On Obama’s outgoing popularity rating — 57 percent approval, in today’s Gallup tracking poll — Ryan said, “I can see that because he’s leaving. He’s a likable person. He’s an articulate person. Our economy isn’t terrible. It’s got a lot of missed potential.”
The speaker acknowledged that his relationship with Trump is “very good,” better than it was.
Before the election, Trump promoted Ryan’s primary challenger Paul Nehlen — Ryan decimated him, 84 percent to 16 percent — and tweeted that Ryan is a “very weak and ineffective leader,” among other things.
“In the campaign it wasn’t the best,” Ryan said. “First of all, I’m a big boy with thick skin. I’ve been around — like you said it’s my tenth term. I run on the national stage. So, I don’t worry about criticism. That doesn’t really affect me at this stage in my life. We constantly communicate and that constant communication has done a lot to build trust and to get to know each other much, much better.”
“…I didn’t know the guy. He didn’t know me, I didn’t know him. So during the campaign we did not speak frequently, and we had our exchanges and we have our differences. Since the election, we have labored — not labored as in exhausting, but we have worked hard and making sure we’re talking all the time. And we do that.
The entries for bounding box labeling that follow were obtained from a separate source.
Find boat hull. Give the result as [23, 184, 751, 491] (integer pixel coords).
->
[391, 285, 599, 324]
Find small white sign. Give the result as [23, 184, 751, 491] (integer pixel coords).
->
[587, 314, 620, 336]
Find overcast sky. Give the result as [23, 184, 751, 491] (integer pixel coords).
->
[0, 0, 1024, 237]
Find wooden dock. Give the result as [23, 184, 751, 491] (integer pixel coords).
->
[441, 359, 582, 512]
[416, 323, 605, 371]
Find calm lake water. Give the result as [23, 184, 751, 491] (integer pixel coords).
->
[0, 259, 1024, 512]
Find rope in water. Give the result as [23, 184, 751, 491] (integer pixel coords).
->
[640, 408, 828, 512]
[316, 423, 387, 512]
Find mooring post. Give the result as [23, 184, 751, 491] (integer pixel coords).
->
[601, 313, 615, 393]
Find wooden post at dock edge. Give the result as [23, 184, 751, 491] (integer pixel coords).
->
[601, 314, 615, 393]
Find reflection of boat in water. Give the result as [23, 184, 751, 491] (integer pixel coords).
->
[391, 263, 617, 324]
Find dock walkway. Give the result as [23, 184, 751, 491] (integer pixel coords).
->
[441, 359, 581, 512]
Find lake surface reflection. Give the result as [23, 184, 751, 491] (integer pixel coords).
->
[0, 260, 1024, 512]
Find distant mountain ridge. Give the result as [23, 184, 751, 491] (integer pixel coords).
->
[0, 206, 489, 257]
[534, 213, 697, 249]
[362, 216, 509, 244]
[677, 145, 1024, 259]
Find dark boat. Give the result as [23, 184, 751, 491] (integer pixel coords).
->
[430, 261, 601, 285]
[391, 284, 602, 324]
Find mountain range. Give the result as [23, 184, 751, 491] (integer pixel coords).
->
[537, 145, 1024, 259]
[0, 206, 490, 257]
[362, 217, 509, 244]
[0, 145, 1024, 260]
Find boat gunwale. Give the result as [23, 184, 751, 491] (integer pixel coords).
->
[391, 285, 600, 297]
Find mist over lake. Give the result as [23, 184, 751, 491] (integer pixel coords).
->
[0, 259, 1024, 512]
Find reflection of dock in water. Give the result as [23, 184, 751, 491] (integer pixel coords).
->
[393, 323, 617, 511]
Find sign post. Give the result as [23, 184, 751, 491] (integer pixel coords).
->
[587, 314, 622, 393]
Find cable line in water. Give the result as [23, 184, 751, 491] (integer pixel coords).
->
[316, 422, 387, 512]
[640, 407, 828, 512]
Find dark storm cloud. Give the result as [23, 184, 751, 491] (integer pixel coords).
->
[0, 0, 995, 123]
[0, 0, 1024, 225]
I talked to him two nights ago.”
Those conversations, he said, are “almost always about the agenda that’s in place.”
“Mitch McConnell and I spent the last two months working with his team on piecing together a legislative plan and strategy for 2017, to make good on the promises all of us made to the public who elected us, and how we’re going to execute that,” Ryan said. “So almost all my conversations revolve around that, about the plans, where we’re going to go, sometimes its personal because he’s populating a cabinet, and those kinds of things. It’s all about how to fix these problems, how to get the process going, how to deliver on our objectives and our goals.”